Ein Engel verkündet den Fall der Frau und des Tiers.

g. Der Untergang Babylons 18,1-8: 
Tod, Trauer, Hunger und Feuer kommen über die Stadt.

h. Klage über den Untergang Babylons 18,9-24: 
Könige, Kaufleute und Schiffsherren weinen und klagen. Freut Euch, ihr Heiligen,
Gott hat die Stadt um euretwillen gerichtet.

i. Jubel im Himmel und Ankündigung der Hochzeit des Lamms 19,1-10

j. Der Reiter auf dem weißen Pferd (Christus) siegt über das Tier und den falschen Propheten 19,11-21: 
Ihm folgt das Heer des Himmels. Aus seinem Mund kommt ein scharfes Schwert. Die
beiden Tiere und die versammelten Könige der Erde werden besiegt und in den See
von brennendem Schwefel geworfen.

k. Das Tausendjährige Reich 20,1-6: Ein Engel fesselt den Drachen (den Satan) und verschließt ihn für 1000 Jahre im Abgrund. 
Alle, die Jesus trotz Gefahr weiterhin bezeugt haben und getötet wurden, gelangen zum Leben (erste Auferstehung) und herrschen mit Christus zusammen.
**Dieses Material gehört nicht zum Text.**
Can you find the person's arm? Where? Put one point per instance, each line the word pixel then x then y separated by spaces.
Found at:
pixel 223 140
l. Der letzte Kampf und der endgültige Sieg 20,7-10: 
Nach 1000 Jahren wird der Satan freigelassen. Er sammelt alle Völker im Kampf gegen die Heiligen. 
Feuer fällt vom Himmel und verzehrt sie. Auch der Satan wird in
den See von brennendem Schwefel geworfen.

m. Das Weltgericht 20,11-15: 
Erde und Himmel verschwinden, das Buch des Lebens wird aufgeschlagen.
Die übrigen Toten stehen auf und werden nach ihren Werken gerichtet. Wer nicht im Buch
des Lebens verzeichnet ist, wird in den Feuersee geworfen.